Don't feel bad asking. What happened to Kim is a horribly sad and tragic thing. However, when we ask questions, we learn. Everybody can benefit from that! We can't reverse what happened to Kim, but we can learn from it and possibly prevent it from happening to someone else. That's reality.

I don't participate in "wilderness" SAR anymore, however, when I did, it was in northern Indiana and southern Michigan. So, I have no experience with searches of this scale. We mostly looked for lost kids/elderly/mentally impaired in cornfields or smaller tracts of woods. We also responded to water recoveries. I can only offer comments based on what I've read/studied or heard from other SAR personnel who work these types of searches.

A search of this scale takes many resources - much more than just canines and handlers. Although Kim was located relatively close to his car, think of the huge expanse of surrounding area to search (both via air and on foot).

If you'd like to learn more about lost person behavior, there's a ton of information on the web (excerpt from Analysis of Lost Person Behavior by Bill Syrotuck):
http://siriusdog.com/articles/lost-person-behavior-search-rescue-sar.htm

What else have you "heard" that you'd like to discuss?


----------



## Konnie Hein (Jun 14, 2006)

ann freier said:


> how would you deploy on a search like this? i'm just trying to learn procedure/SOP.


SAR personnel should only deploy to a search when called by LE/FD or an EMA. Does that answer your question?


----------



## ann schnerre (Aug 24, 2006)

not really. what i was trying to get at was: given a start point, ie, the "found" car w/ ppl, how would a SAR team then go to work?

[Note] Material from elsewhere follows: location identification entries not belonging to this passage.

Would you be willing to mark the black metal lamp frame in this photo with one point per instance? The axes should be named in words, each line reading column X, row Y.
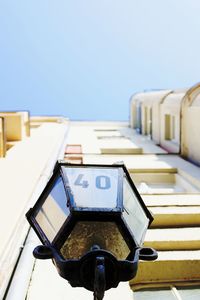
column 98, row 270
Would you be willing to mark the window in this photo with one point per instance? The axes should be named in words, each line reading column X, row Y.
column 169, row 127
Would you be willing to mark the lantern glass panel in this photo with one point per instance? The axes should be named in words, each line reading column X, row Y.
column 133, row 213
column 54, row 210
column 93, row 187
column 87, row 234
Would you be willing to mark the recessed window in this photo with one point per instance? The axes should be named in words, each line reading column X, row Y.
column 73, row 149
column 169, row 127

b/c i'm FROM northern Indiana, if it helps, a scenario based on those particular challenges would be fine; i know what you're working with there.

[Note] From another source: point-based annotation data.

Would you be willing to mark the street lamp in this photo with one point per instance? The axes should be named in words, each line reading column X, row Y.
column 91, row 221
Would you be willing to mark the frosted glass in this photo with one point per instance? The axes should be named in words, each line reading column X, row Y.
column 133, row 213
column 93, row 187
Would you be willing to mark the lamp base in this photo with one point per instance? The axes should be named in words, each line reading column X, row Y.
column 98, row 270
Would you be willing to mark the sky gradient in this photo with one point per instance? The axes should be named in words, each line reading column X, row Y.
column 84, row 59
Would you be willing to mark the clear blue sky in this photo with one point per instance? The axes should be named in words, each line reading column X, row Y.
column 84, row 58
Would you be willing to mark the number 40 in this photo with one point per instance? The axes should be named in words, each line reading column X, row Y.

but, also imagine the challenges that the SAR ppl were working w/in Kim's situation, and give your educated opinion in that situation (if you feel comfortable doing so).

i'm not asking you to second guess or do the "hindsight's 20/20" deal, i'm just interested in the whole, IDK, procedure.... :?


----------



## Nancy Jocoy (Apr 19, 2006)

I think it is hard to speculate on what you would do without more details and not in regards to something that has already happened in a public forum. I have read quite a few press reports on searches we have been on and they were not alwyas very accurate.

Certainly the first thing you do is follow the plan given to you by LE or other search manager (and you would not go unless you were called) and offer help with strategy if they requested it or were open to it. As a volunteer you have the right to decline a mission you feel is dangerous to you or your crew members. Accept there may be information about the victim that will not be disclosed to you and realize you are another tool for them.

Analysis of Lost Person Behavior and Managing the Lost Person Incident and the Incident Commanders Field Handbook all have useful suggestions. 

I guess a "safe" response would be to typically start with mantrakers and k9 trailing dogs to establish a direction of travel as well as doing a hasty search to look for sign then focus resources on areas of highest probability. The good interviewer is going to extract as much as they can about the victim.


----------



## Bob Scott (Mar 30, 2006)

Quote Nancy:
"The good interviewer is going to extract as much as they can about the victim."

The interview. One of the most important aspects of a search!


----------



## Konnie Hein (Jun 14, 2006)

Good post, Nancy. Also, the IC (incident commander) is going to use all of the tools at his disposal. A search is about so much more than just the dogs. Aircraft, foot-searchers, etc. etc. are all just as important and useful as dogs.


----------